Badora: Junge Schauspieler und Schauspielerinnen müssen sich auch durch Theaterwechsel weiterentwickeln. Stefanie Reinsperger und ich hatten ein enges Vertrauensverhältnis und schon früh darüber geredet. Ich habe an allen Häusern, an denen ich entsprechende Verantwortung trug, junge Talente gefördert, und wenn es gelang, wurden sie von anderen Häusern abgeworben. Wir haben jetzt mit Isabella Knöll eine talentierte Absolventin des Max-Reinhardt-Seminars ans Haus geholt, und mit Sebastian Pass und Peter Fasching zwei großartige Schauspieler, die ihr Können bereits an vielen anderen Bühnen bewiesen haben.
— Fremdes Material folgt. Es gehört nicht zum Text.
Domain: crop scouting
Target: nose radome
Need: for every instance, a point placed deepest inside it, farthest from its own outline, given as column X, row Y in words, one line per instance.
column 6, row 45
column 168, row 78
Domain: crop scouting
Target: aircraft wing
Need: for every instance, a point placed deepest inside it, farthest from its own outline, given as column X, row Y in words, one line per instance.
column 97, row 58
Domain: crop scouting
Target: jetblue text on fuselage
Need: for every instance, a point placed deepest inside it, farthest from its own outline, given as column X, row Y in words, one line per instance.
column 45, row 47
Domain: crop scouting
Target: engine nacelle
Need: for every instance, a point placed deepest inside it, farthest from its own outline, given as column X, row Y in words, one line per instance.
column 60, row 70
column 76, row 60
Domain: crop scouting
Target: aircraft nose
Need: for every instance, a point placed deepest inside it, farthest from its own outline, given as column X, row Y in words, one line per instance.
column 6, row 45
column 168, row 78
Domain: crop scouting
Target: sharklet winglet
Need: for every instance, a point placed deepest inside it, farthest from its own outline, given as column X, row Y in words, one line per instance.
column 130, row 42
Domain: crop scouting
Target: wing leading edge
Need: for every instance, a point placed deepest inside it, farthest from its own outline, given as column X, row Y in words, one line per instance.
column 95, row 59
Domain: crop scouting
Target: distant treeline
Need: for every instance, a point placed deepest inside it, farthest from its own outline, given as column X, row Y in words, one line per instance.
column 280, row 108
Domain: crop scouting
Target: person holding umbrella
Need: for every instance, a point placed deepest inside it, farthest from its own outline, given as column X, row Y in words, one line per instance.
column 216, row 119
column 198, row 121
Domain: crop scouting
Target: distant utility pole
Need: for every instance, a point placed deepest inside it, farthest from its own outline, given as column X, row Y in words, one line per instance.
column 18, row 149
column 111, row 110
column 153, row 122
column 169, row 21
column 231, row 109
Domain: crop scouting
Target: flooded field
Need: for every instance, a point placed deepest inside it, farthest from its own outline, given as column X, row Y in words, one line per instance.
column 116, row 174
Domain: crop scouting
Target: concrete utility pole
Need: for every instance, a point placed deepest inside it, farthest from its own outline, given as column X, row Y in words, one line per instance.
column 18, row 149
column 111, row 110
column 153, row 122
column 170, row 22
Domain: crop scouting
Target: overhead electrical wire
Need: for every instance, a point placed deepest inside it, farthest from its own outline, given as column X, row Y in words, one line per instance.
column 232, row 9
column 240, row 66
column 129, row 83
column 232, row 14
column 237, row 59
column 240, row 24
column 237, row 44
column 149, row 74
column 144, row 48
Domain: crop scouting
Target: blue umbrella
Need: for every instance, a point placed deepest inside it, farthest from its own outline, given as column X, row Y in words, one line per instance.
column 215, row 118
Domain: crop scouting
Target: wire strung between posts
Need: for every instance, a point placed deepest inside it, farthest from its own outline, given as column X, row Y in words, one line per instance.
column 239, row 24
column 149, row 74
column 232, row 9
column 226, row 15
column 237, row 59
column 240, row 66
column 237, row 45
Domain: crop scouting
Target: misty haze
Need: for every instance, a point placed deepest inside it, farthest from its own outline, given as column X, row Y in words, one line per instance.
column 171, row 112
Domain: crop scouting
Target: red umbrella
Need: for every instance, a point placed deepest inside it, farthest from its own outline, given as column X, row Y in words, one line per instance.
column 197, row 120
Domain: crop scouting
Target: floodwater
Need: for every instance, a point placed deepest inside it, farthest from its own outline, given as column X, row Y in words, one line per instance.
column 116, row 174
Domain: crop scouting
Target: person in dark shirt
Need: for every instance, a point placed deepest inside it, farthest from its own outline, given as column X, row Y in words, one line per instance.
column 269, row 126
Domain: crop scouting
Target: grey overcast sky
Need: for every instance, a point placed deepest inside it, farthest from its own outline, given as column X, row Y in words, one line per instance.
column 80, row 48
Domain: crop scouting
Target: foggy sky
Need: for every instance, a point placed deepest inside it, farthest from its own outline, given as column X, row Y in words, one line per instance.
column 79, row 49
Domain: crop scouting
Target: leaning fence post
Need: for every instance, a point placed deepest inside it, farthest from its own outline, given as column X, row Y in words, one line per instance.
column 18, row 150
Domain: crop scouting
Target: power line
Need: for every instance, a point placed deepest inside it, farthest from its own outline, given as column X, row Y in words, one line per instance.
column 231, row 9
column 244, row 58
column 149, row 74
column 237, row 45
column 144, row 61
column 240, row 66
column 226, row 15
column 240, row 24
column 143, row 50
Dass Schauspieler an große Häuser weiterziehen, erfüllt einen auch mit Stolz.

STANDARD: Und wie haben Sie Stephan Kimmig, der im Dezember am Volkstheater sein Regiedebüt gibt (mit "Die Zehn Gebote" nach den Filmen von Krzysztof Kieslowski), dem Burgtheater abgeluchst?

Badora: Das war schon lange geplant. Er hat sich gleich nach Bekanntgabe unseres ersten Spielplans für uns interessiert. (Margarete Affenzeller, 2.9.2017)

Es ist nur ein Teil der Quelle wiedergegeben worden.